Zwei Räume weiter verschwindet die „Maison“ als kleine Projektionsfläche, als aufgehängtes Polaroidfoto vor den Großplanungen des 20.Jahrhunderts. Im Trapez umringen sie die großformatigen Schwarzweißraster glücklicherweise nie verwirklichter Planungen: Karstadt-Neubau, faschistisches Verwaltungsgebäude, Autobahnzubringer. Am Boden wächst Gras und Unkraut durch Straßenmakulatur. „Was aber wirklich geschah, war das Ungeplante“ leitet über in die aktuellen Überlegungen um eine künftige architektonische und soziale Nutzung. Privatbesitzer, Landeskonservator, Kunstamt und ein Teil der BewohnerInnen des Geländes streiten sich um die beste Alternative der Erhaltung und Nutzung. Daß das Kunstamt dem Landeskonservator durchaus kritisch gegenübersteht, wird anhand einer Haßaktion mit Dispersionsfarbe auf Antik in einer Vitrine dokumentiert. Pastellgetönte glatte Selbsthilfehistorismen will man nicht, sollte hier doch mal ein Kulturzentrum nebst geplantem Wildwuchs entstehen, so soll „Zeit als Zeit“ (Katharina Kaiser) sichtbar gemacht werden.

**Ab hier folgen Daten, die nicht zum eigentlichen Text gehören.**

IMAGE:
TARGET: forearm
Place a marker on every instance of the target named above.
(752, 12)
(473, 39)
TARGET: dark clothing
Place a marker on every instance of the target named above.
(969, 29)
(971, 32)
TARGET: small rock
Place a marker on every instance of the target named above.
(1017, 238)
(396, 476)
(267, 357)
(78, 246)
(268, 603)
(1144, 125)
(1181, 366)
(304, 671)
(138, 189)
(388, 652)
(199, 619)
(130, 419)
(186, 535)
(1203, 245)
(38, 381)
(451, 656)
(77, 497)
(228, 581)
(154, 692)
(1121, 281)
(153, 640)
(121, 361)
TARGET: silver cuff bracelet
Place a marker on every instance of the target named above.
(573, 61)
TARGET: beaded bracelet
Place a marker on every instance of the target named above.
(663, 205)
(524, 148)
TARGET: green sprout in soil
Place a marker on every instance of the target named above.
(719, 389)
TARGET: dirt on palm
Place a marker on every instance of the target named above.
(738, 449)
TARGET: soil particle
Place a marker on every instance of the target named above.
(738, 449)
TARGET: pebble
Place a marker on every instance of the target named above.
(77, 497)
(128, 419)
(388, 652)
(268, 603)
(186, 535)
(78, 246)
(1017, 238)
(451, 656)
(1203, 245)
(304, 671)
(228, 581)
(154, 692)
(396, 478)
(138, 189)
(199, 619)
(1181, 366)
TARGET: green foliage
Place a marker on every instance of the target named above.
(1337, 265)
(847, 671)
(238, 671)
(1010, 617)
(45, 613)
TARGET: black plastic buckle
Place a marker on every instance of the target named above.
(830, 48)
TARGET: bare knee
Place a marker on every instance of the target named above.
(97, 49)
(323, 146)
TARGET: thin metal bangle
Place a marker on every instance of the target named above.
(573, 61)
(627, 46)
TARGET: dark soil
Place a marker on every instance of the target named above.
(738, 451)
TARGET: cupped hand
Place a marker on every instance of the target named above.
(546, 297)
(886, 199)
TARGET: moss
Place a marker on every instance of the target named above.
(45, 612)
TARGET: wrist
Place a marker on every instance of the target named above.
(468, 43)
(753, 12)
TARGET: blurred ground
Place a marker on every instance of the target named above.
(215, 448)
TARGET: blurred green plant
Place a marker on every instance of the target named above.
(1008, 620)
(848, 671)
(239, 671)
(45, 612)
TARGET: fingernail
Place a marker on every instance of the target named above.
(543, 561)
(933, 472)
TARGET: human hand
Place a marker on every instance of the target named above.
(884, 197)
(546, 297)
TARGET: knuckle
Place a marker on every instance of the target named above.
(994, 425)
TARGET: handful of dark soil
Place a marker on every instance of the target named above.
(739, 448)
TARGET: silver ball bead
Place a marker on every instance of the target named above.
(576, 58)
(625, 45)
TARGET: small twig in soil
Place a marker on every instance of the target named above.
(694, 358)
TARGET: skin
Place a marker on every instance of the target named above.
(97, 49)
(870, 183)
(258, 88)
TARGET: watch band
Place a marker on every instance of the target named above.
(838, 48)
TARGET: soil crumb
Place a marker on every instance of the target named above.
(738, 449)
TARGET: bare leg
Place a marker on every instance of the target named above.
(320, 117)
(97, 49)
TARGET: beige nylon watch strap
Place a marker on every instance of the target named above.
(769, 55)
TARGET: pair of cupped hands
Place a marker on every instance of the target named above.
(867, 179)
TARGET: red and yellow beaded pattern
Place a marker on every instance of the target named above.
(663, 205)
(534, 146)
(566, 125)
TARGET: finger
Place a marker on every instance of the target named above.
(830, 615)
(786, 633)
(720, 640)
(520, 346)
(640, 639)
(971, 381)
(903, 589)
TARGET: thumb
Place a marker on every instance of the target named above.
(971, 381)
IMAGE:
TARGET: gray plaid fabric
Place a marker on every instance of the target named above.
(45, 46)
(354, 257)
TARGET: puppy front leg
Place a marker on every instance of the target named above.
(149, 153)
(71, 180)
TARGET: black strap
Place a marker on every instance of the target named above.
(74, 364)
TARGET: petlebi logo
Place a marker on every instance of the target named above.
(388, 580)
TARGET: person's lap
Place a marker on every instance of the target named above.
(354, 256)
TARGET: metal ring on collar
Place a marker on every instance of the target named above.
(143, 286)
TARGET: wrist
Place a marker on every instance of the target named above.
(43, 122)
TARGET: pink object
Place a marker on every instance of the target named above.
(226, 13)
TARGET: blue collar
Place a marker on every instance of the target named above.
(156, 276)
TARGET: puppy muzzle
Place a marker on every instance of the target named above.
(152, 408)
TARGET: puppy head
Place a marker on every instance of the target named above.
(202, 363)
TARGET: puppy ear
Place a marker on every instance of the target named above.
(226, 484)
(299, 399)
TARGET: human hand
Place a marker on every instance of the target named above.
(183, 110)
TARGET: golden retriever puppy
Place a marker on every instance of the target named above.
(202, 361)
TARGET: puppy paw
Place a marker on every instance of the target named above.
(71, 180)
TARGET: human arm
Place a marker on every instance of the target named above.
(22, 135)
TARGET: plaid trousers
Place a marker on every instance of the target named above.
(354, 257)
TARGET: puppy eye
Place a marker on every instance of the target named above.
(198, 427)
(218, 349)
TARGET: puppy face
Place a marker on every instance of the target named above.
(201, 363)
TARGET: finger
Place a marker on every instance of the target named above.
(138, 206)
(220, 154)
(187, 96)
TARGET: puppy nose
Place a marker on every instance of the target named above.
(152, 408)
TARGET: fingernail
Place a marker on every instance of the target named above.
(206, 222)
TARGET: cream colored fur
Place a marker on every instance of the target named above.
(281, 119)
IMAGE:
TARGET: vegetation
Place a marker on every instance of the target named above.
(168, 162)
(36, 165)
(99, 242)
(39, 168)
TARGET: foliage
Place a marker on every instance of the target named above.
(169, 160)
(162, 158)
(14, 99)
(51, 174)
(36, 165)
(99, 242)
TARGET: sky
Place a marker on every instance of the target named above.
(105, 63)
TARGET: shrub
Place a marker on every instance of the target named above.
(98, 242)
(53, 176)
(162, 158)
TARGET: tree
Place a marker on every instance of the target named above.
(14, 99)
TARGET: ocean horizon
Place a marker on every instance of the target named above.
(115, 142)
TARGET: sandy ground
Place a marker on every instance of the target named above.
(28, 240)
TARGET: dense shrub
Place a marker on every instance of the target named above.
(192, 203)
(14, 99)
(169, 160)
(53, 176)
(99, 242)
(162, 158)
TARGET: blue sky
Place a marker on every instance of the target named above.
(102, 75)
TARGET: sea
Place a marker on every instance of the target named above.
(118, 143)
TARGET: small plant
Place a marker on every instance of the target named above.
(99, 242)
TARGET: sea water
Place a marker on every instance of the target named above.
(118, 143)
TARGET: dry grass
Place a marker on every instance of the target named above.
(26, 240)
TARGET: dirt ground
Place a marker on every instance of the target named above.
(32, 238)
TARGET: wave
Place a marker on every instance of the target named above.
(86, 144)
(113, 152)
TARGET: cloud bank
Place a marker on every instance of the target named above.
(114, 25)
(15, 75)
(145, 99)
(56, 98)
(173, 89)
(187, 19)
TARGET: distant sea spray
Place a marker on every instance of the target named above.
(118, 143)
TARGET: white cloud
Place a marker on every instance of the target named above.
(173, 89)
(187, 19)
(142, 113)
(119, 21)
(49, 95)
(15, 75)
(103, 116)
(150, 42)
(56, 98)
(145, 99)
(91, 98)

Wieviel Zeit man in die Geschichte der „Maison de Sante“ beim Ausstellungsrundgang investiert, bleibt jedem selbst überlassen. Einer schrieb ins Besucherbuch: „Kam gerade vorbei. Mir tun die Füße nicht weh.“ Und ein anderer hat den Slogan verkündet: „Das müßte das Deutsche Historische Museum sein - überall solche Ausstellungen an geschichtsträchtigen Orten.“

Dorothee Hackenberg

Die Ausstellung „Maison de Sante“ befindet sich bis 6.8. in zwei Containern auf der Belziger Straße, im ehemaligen „Anstaltsgarten“, Di-So 11-19 Uhr, Eintritt frei. Der äußerst lesenswerte Katalog mit Beiträgen von Insa Eschebach, Gerlinde Böpple, Anne Ego u.a. kostet 15 Mark. Am 13.7. Wird im „Haus am Kleistpark“ die Begleitausstellung“ Zwei Gesichter einer Anstalt“, Zeichnungen und Texte von zwei “ Maison„-Patienten aus der Prinzhorn-Sammlung Heidelberg eröffnet, zur Ausstellung finden Rahmenveranstaltungen statt.